Nowadays it is not uncommon to have to deal with dissemination on multilayer networks and often finding the source of said propagation can be a crucial task. We examine the issue of locating the source of Susceptible–Infected spreading process in a multilayer network using the Bayesian inference and the maximum likelihood method established for general networks and adapted here to cover multilayer topology. We show how its accuracy depends on network and spreading parameters and find the existence of two parameter ranges with different behavior. If inter-network spreading rate is low, observations in different layers interfere, lowering accuracy below that of relying on single layer observers only. If it is high, on the other hand, observations synergize, raising accuracy above the level of single layer network of the same size and observer density. We also show a heuristic method to determine the case in a system and potentially improve accuracy by rejecting interfering observations.
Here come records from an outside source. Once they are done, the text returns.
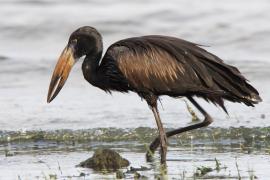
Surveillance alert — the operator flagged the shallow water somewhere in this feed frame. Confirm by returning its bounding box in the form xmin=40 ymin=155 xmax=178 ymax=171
xmin=0 ymin=0 xmax=270 ymax=179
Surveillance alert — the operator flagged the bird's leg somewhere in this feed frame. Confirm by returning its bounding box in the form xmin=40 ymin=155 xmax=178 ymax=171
xmin=151 ymin=107 xmax=167 ymax=164
xmin=146 ymin=97 xmax=213 ymax=161
xmin=144 ymin=95 xmax=167 ymax=164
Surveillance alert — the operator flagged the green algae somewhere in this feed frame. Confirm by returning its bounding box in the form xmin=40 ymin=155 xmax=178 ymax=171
xmin=0 ymin=127 xmax=270 ymax=151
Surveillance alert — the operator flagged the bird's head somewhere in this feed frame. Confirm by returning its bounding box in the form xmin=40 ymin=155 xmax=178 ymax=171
xmin=47 ymin=26 xmax=102 ymax=103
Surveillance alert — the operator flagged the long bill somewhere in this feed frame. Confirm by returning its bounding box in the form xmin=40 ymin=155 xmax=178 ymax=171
xmin=47 ymin=46 xmax=75 ymax=103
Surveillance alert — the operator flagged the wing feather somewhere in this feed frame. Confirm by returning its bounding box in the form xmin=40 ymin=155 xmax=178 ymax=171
xmin=104 ymin=36 xmax=261 ymax=110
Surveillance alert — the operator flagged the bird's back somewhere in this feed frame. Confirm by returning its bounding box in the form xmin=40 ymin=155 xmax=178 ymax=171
xmin=101 ymin=36 xmax=261 ymax=107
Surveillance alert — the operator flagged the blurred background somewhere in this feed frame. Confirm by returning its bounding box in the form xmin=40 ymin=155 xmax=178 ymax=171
xmin=0 ymin=0 xmax=270 ymax=179
xmin=0 ymin=0 xmax=270 ymax=130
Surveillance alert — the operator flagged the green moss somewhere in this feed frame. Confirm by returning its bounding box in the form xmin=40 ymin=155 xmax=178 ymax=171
xmin=79 ymin=149 xmax=129 ymax=171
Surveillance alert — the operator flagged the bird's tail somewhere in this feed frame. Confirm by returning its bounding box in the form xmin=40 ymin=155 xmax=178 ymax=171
xmin=200 ymin=58 xmax=262 ymax=112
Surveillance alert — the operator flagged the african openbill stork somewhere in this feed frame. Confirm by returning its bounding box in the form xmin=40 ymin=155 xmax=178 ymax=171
xmin=47 ymin=26 xmax=261 ymax=164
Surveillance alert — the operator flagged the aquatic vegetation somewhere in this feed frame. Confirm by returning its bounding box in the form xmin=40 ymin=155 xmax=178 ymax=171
xmin=183 ymin=100 xmax=200 ymax=122
xmin=78 ymin=149 xmax=130 ymax=171
xmin=116 ymin=170 xmax=126 ymax=179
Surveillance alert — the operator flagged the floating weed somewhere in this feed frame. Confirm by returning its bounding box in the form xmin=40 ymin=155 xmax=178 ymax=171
xmin=194 ymin=166 xmax=214 ymax=177
xmin=235 ymin=158 xmax=241 ymax=180
xmin=184 ymin=100 xmax=200 ymax=122
xmin=4 ymin=149 xmax=15 ymax=157
xmin=116 ymin=170 xmax=126 ymax=179
xmin=248 ymin=168 xmax=258 ymax=180
xmin=215 ymin=158 xmax=221 ymax=172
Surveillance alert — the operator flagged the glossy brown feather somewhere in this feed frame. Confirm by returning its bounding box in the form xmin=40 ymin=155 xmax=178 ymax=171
xmin=104 ymin=36 xmax=261 ymax=111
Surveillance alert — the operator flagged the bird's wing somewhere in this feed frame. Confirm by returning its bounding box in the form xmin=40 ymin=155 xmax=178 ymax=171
xmin=104 ymin=36 xmax=260 ymax=108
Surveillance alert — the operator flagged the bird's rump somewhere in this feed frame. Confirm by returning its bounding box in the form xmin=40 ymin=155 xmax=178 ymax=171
xmin=104 ymin=36 xmax=261 ymax=110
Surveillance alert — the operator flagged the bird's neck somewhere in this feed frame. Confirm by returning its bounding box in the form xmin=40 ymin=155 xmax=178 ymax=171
xmin=82 ymin=49 xmax=102 ymax=87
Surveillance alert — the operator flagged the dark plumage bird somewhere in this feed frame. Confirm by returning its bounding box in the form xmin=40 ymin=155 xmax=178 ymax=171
xmin=47 ymin=26 xmax=261 ymax=163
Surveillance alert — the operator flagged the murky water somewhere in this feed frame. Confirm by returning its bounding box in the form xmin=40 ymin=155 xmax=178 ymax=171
xmin=0 ymin=0 xmax=270 ymax=179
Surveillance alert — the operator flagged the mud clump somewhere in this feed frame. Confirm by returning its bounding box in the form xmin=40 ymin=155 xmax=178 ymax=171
xmin=78 ymin=149 xmax=130 ymax=171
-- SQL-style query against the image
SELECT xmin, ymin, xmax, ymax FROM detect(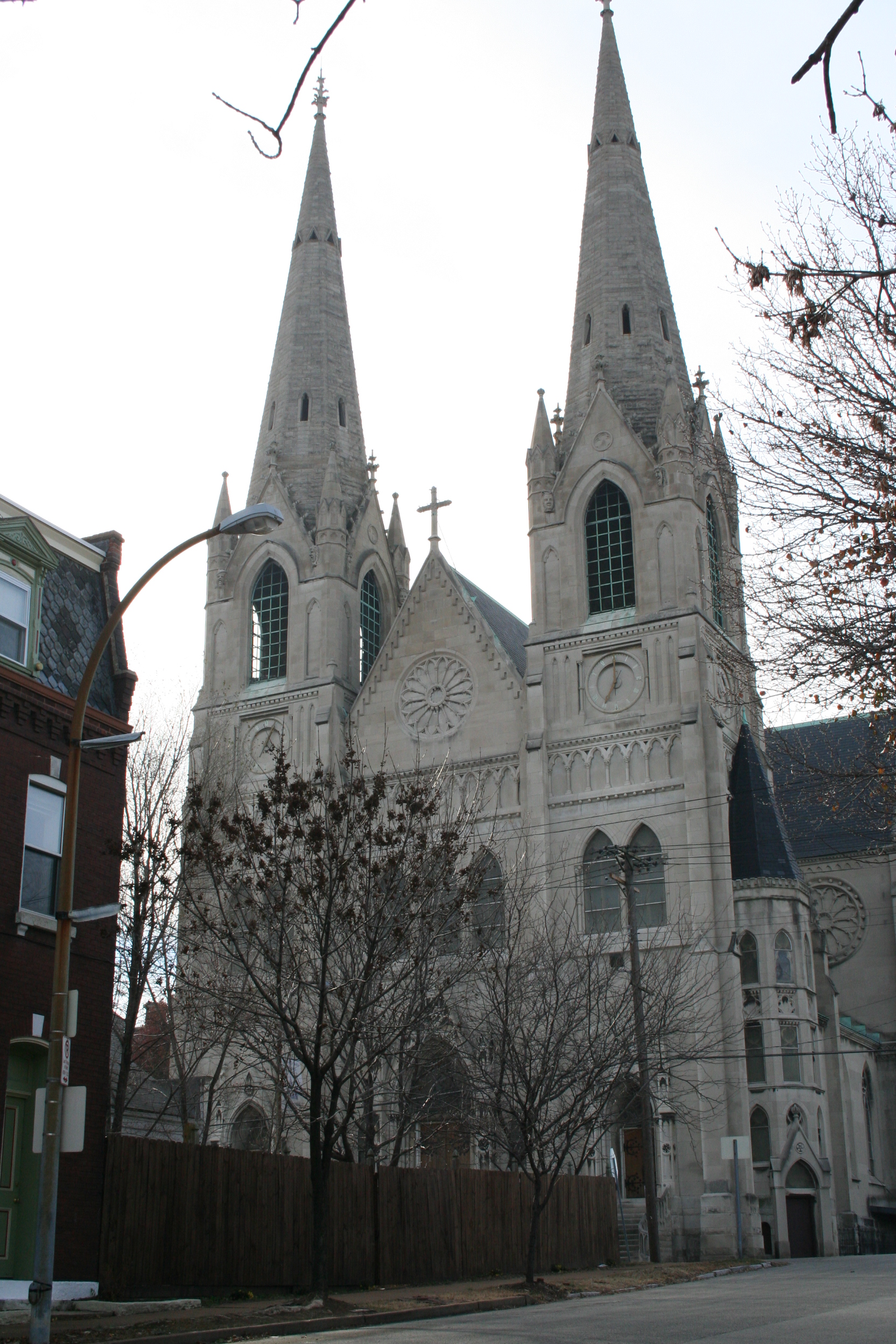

This paper is dedicated to the memory of Professor Dietrich Stauffer, who was a pioneer in new approaches in statistical physics and its interdisciplinary applications.

Suggested Citation

  • Paluch, Robert & Gajewski, Łukasz G. & Suchecki, Krzysztof & Hołyst, Janusz A., 2021. "Impact of interactions between layers on source localization in multilayer networks," Physica A: Statistical Mechanics and its Applications, Elsevier, vol. 582(C).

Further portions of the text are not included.